Decision-making has been modeled primarily by reinforcement learning (RL), which is a theory for describing reward-seeking adaptive behavior in which animals not only exploit rewards but also explore the environment. In RL, explorative behavior was addressed by a passive, random choice of action. However, animals actively explore the environment by selecting actions that minimize the uncertainty of the environment given their curiosity.
Recently, the free energy principle (FEP) was proposed by Karl Friston under the Bayesian brain hypothesis, in which the brain optimally recognizes the outside world according to Bayesian estimation.
The FEP addresses not only the recognition of the external world but also the information-seeking action selection, which minimizes the uncertainty of the recognition of the external world, known as “active inference”. Furthermore, FEP proposed a score of action, called expected free energy, which consists of the expected reward and curiosity with the same unit.
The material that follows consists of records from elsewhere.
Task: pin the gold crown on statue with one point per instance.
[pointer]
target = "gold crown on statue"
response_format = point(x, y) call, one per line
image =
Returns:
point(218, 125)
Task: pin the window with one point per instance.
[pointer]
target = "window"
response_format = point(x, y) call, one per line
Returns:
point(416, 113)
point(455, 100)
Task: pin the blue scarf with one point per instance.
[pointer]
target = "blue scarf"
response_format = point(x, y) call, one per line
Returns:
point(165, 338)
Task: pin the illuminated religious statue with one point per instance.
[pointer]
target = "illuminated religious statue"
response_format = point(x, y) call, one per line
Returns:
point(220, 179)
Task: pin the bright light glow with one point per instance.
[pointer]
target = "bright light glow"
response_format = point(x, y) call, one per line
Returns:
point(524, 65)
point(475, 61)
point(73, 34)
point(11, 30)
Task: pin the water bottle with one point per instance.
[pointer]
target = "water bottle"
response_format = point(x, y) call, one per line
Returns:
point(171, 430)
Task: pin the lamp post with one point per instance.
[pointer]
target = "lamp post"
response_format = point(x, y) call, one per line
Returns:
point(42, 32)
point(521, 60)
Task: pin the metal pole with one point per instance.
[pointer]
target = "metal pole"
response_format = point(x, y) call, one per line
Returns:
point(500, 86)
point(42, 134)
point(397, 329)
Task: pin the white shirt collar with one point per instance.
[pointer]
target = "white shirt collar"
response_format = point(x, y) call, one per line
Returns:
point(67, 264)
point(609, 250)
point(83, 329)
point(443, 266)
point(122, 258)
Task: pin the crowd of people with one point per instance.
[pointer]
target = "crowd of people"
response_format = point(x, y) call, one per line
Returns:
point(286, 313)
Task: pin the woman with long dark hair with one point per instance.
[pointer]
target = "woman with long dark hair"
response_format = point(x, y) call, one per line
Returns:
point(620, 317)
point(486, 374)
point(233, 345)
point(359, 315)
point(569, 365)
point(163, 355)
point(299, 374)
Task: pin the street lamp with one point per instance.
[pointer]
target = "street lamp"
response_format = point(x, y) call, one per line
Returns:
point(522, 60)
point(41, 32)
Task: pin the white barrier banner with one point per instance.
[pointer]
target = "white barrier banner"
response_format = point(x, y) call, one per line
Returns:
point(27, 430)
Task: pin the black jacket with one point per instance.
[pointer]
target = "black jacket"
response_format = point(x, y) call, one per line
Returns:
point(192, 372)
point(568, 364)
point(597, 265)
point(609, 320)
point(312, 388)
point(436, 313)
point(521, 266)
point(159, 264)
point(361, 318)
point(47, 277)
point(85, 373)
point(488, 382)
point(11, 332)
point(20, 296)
Thus, action selection can be formulated by maximizing both reward and curiosity. Note that curiosity can be regarded as information gain, that is, the extent to which we expect our recognition to be updated by the new observation through the action.
However, FEP assumes that the weighting of rewards and curiosity is always even and constant. Although a previous FEP study modeled active inference in a two-choice task, it assumed a constant intensity of curiosity and thus could not treat actual animal behaviors in which the weights of rewards and curiosity are expected to change over time.
Hence, conventional theories such as RL and FEP are limited in describing the conflict between reward and curiosity.
In this study, we extended FEP by incorporating a meta-parameter that controls the conflict dynamics between reward and curiosity, called the reward–curiosity decision-making (ReCU) model. The ReCU model can exhibit various behavioral patterns, such as greedy behavior toward reward, information-seeking behaviors with high curiosity and conservative behaviors avoiding uncertainty. Moreover, we developed a machine learning method called the inverse FEP (iFEP) method to estimate the internal variables of decision-making information processing.
Applying the iFEP method to a behavioral time series in a two-choice
task, we successfully estimated the internal variables, such as variations
in curiosity, recognition of reward availability and its confidence.